Готовый перевод Virtuous Sons: A Greco Roman Xianxia / Добродетельные Сыны: Греко-Римская Сянься: 1.7

Молодой Грифон

В жизни, раньше или позднее, ты столкнёшься с ощущением нежеланности. Когда-нибудь, в каком-то месте, каким-то человеком. Вполне естественно, что человек не может угодить каждой душе на небесах и земле. Даже такой человек как я.

Особенно такой человек как я.

Это было осязаемое ощущение, что-то, что можно было почувствовать, если бы у тебя было чувство для этого. Бесформенное лезвие, которое может проскользнуть между твоих рёбер вместе с улыбкой и приятной беседой. Человечество было бесконечно сложным. Наши маленькие взаимодействия друг с другом были такими же. Мне не нужно было говорить человеку, что я его ненавижу, чтобы он это понял. Мне даже не нужно было ударять его. Я мог сделать это взглядом.

Выражение презрения было искусством, которым каждый Молодой Аристократ овладевал в раннем возрасте. Я, как гений в этом искусстве, обладал острым чутьём на презрение других. Я знал, когда меня не хотели видеть. Я знал, когда кто-то пытался скрыть от меня этот факт. Но когда мы с Солом пробирались сквозь толпы скорбящих горожан, я заметил явное отсутствие нежелания.

Большинство не обращало на нас внимания, пока мы проходили мимо них, мои Розовые Пальцы Зари были подняты, как один из бесчисленных факелов, собравшихся на городской агоре. Те глаза, которые всё же обратили на нас внимание, задержались, но это было вполне логично. Сол шёл сквозь толпу, словно на войну, с бурей в глазах – и неважно, что он всегда был таким.

А я был собой.

Привлечение внимания было естественным, но отсутствие презрения было удивительным. Неприветливости, которую я ожидал, не было, и это кое-что говорило мне о человеке, который умер.

Я соединил точки сразу после того, как это сделал Сол. Город-святилище Олимпия выглядел так, словно на него обрушился ураган. Но в доках не было никаких признаков этого, а они пострадали бы больше всего. Другая возможность – работа культиватора, но это было ещё менее вероятно. Нанести удар по Олимпии означало нанести удар в самое сердце свободного Средиземноморья. На земле не было ни одной собачьей нации, у которой хватило бы смелости сделать это.

Но если культиватор, о котором идёт речь, не был захватчиком? Если он находился внутри города-святилища, когда наносил удар, и его атака вовсе не была атакой?

Предсмертный вздох любого человека может всколыхнуть сердца его семьи. Возможно, он даже может разворошить муравейник. А предсмертный вздох Тирана может всколыхнуть сердца целого города.

И сравнять его с землёй.

— Легко забыть. — Проскользнув мимо пары плачущих женщин в пурпурных одеждах, я отметил идеальное притворство их рыданий. Их кожа блестела в свете факелов. — Несмотря на всю их силу и влияние, на все города, которые они разворошили на своём пути. Даже тираны когда-нибудь умирают.

Так всегда, — пробормотал Сол.

Я бросил на него вопросительный взгляд, но он только покачал головой, нахмурившись.

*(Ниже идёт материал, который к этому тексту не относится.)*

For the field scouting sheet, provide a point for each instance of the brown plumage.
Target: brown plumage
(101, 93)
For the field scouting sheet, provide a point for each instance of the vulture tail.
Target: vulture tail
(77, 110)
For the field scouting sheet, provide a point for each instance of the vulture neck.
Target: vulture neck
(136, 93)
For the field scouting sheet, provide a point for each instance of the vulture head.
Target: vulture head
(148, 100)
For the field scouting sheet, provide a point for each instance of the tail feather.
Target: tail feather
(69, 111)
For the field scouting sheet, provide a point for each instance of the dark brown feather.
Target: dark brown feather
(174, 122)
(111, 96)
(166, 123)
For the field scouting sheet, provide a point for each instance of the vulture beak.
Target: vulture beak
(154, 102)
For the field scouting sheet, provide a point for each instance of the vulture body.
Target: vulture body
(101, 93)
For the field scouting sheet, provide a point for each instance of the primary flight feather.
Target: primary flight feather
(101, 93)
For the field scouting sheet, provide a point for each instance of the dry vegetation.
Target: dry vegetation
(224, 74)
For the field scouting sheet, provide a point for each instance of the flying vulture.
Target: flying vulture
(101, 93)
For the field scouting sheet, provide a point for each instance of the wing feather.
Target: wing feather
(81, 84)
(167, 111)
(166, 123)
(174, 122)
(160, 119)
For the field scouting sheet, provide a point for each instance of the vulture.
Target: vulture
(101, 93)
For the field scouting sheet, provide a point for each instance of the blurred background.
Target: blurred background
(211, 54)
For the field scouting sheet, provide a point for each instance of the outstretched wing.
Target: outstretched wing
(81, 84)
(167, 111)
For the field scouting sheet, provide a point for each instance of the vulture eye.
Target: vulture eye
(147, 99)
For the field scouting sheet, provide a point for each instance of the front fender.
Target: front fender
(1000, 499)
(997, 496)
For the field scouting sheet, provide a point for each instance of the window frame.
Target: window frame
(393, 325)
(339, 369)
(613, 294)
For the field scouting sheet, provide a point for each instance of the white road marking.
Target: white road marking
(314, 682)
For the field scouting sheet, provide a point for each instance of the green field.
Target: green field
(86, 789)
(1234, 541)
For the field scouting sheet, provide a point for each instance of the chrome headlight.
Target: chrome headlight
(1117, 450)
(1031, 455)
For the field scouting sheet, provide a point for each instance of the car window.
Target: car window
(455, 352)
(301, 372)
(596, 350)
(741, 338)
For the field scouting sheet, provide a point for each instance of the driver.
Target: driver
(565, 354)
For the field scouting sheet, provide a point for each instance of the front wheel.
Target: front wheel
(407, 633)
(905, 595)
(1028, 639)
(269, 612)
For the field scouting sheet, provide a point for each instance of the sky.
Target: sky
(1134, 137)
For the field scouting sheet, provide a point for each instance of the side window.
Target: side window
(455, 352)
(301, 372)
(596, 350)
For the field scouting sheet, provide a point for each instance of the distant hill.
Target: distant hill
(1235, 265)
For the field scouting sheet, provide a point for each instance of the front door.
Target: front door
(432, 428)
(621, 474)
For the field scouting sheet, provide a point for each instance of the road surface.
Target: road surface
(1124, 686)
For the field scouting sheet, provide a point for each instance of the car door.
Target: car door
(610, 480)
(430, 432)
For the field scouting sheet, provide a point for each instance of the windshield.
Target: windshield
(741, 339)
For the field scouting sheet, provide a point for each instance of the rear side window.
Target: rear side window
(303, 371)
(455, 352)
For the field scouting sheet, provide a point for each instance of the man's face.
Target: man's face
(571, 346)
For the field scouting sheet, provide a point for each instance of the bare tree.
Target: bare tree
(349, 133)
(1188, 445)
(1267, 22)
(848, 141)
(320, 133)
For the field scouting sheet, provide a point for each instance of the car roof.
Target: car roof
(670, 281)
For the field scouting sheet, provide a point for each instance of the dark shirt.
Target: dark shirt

— Нам нужна информация, — сказал он вместо этого, сканируя толпу. Его взгляд остановился на толпе мужчин с молодыми чертами лица и седыми бородами, разговаривающих друг с другом. Их факелы освещали богато украшенные туники, сверкающие кольца и нарукавные повязки.

Я поймал его за руку, когда он направился в их сторону. Сол оглянулся на меня, раздражённый.

— Это не те люди, с которыми мы хотим поговорить, — объяснил я, подняв бровь. — Разве ты не заметил? Здесь, на окраинах, нет никого, кого стоило бы слушать.

Несколько голов повернулись в мою сторону, уродливые взгляды и шёпот угроз. Некоторые из этих уродливых взглядов угасли, как только они взглянули на меня. Граждане, независимо от того, насколько они богаты или уважаемы, знали, что не имеют права даже смотреть неблагоприятно на адепта великого тайного культа. Их одежда и украшения были лучше моих, но потрёпанный наряд культиватора всегда будет стоить дороже лучших шелков горожанина.

Толпа тщеславных стариков и рыдающих сестёр, мимо которых я прошёл, отражались в тысяче лиц, в тысяче разных стилей. Умер важный человек, и каждый способный человек в Олимпии, у которого было две драхмы, пришёл, чтобы занять своё место в этом зрелище. Как мухи, роящиеся на трупе льва. Таков был порядок вещей.

— Мы можем получить больше, чем мухи, — сказал я ему, ткнув розовым пальцем в оскалившегося человека, в котором было больше злобы, чем здравого смысла. Он выругался и отшатнулся назад от летящих угольков моей пневмы. — Если ты хочешь поговорить с падальщиками, найди себе хотя бы Воро́ну.

— Культиватор или нет, не имеет значение, — сказал Сол, отмахнувшись от меня. — Я лишь хочу знать, во что мы ввязались.

Он прошёл к группе молодых седобородых людей. Толпа естественно расступилась вокруг него, когда он шёл. Это было слабым чувством, почти заглушенным давлением стольких разных душ, но теперь я мог почувствовать его бесформенную ауру, которая вызывала это, тогда как раньше я мог только предполагать это. Одно из преимуществ моего нового положения.

Я терпеливо ждал, пока он говорил со стариками. Судя по всему, они были очень рады поделиться своими мыслями.

— Тебе не следует разгуливать сегодня в таком виде, юноша. Это неуважительно. — Я моргнул, глядя на пожилую женщину. Она выглядела на свой возраст: белоснежные волосы и морщинистая, обветренная кожа. Вокруг её глаз были морщины от смеха, хотя сейчас она хмурилась.

Я наклонил голову: «Разве я спрашивал твоё мнение?»

Её пневма поднялась и, подобно змее и ударила меня по руке. Она ударила меня своей душой. Это было жалкое зрелище, вызванное как отсутствием настоящего жара, так и разницей в нашем положении. Несмотря на свои годы, она всё ещё была только в Гражданском царстве. Как ни странно, её, похоже, это не волновало. Я напряг мою пневму. Она усмехнулась.

— Грубый мальчишка, — сказала она, снимая одну из нескольких вышитых шалей, накинутых на плечи. — Ну и что, что ты сильнее старухи. Я бы предложила тебе лавр, но у тебя уже есть два. — Она настойчиво прижала чистую белую шаль с тонкой золотой вышивкой к моей обнажённой груди. — Надень это. Это похороны, а не баня.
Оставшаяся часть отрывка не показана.